Infer trajectory motifs using a pre-trained trajectory model
infer_trajectory_motifs.Rd
This function infers the motif energies for a set of peaks using a pre-trained trajectory model.
Usage
infer_trajectory_motifs(
traj_model,
peak_intervals,
atac_scores = NULL,
bin_start = 1,
bin_end = ncol(atac_scores),
additional_features = NULL,
test_energies = NULL,
diff_score = NULL,
sequences = NULL,
norm_sequences = NULL
)
Arguments
- traj_model
A trajectory model object, as returned by
regress_trajectory_motifs
- peak_intervals
A data frame, indicating the genomic positions ('chrom', 'start', 'end') of each peak.
- atac_scores
Optional. A numeric matrix, representing mean ATAC score per bin per peak. Rows: peaks, columns: bins. By default iceqream would regress the last column minus the first column. If you want to regress something else, please either change bin_start or bin_end, or provide
atac_diff
instead. Ifnormalize_bins
is TRUE, the scores will be normalized to be between 0 and 1.- bin_start
the start of the trajectory. Default: 1
- bin_end
the end of the trajectory. Default: the last bin (only used when atac_scores is provided)
- additional_features
A data frame, representing additional genomic features (e.g. CpG content, distance to TSS, etc.) for each peak. Note that NA values would be replaced with 0.
- test_energies
An already computed matrix of motif energies for the test peaks.

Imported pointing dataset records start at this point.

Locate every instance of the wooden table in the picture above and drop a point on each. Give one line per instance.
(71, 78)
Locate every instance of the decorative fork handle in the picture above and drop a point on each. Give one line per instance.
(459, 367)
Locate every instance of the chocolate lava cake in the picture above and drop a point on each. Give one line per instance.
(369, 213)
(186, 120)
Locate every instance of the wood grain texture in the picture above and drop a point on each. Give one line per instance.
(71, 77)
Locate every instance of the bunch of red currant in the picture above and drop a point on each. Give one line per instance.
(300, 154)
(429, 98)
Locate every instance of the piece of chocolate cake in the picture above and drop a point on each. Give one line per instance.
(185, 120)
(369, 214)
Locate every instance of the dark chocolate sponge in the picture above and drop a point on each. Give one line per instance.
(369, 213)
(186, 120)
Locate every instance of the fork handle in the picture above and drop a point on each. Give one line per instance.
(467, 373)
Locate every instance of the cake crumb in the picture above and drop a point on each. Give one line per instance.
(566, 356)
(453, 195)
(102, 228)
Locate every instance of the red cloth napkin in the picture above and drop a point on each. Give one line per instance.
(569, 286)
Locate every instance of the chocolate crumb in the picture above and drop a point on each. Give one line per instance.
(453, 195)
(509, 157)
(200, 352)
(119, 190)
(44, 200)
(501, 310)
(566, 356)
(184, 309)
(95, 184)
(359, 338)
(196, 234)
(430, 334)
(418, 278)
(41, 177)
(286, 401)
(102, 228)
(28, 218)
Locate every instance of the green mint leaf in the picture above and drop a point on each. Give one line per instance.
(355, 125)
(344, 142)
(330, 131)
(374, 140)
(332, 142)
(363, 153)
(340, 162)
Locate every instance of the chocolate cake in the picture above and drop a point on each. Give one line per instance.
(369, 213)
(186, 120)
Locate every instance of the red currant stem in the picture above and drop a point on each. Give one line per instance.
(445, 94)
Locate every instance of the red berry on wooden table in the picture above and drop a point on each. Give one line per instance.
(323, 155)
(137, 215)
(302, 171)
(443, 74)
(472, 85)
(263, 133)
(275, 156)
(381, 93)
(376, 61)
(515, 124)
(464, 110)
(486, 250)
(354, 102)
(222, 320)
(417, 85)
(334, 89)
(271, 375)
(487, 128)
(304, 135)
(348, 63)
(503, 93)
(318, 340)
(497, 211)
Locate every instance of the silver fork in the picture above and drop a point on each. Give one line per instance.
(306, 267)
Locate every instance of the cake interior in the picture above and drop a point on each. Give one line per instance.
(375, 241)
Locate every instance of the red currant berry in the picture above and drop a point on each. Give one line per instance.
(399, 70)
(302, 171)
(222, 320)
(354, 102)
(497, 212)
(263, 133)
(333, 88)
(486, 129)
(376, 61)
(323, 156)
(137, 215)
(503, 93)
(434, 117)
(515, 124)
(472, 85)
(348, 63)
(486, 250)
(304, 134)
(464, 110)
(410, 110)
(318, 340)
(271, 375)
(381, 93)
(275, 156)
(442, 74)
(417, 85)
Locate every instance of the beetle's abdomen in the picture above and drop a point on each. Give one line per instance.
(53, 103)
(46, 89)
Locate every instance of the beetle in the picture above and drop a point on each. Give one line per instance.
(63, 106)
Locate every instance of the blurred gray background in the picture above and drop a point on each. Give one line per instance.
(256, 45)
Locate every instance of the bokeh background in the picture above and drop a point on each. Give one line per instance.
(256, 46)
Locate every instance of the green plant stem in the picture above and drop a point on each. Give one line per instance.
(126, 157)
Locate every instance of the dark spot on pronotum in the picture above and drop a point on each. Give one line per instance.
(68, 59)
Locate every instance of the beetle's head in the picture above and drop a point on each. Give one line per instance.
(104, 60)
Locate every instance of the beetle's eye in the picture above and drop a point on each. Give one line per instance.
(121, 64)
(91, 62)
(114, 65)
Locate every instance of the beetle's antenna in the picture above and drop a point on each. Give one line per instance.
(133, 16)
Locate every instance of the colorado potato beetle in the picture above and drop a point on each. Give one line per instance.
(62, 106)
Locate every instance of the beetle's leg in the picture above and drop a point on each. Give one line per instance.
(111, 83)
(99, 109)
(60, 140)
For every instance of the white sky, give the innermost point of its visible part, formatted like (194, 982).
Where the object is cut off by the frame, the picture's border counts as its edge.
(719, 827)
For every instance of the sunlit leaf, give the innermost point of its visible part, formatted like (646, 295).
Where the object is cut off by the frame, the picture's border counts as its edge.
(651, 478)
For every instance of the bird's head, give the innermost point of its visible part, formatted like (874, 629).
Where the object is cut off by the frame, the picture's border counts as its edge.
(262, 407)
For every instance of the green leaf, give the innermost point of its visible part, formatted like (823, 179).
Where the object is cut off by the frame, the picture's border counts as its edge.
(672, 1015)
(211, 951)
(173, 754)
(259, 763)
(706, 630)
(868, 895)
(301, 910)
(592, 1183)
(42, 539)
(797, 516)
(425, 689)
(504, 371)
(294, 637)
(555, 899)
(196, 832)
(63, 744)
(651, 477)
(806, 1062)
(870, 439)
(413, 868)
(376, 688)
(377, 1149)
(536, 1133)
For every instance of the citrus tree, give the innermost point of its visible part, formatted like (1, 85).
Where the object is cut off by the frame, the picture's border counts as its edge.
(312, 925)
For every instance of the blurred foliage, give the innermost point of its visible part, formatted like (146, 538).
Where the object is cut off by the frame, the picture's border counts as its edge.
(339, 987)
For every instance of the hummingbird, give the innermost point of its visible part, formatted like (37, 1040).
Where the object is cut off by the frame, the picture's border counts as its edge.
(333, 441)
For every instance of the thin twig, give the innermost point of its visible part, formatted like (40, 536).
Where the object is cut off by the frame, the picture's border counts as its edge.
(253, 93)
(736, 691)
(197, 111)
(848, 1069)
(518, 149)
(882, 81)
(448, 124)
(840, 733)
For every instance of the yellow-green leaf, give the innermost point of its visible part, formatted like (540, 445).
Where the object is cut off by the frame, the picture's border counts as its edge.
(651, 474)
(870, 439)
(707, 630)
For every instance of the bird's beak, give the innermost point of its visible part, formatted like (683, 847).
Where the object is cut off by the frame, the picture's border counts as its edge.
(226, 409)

An advanced option to provide the energies directly.
- diff_score
The difference in ATAC-seq scores between the end and start of the peak. If provided, the function will ignore the atac_scores parameter.
- sequences
A vector of strings containing the sequences of the peaks. If not provided, the sequences will be extracted from the genome using the peak intervals.
- norm_sequences
A vector of strings containing the sequences of the normalization intervals. If not provided, the sequences will be extracted from the genome using the normalization intervals.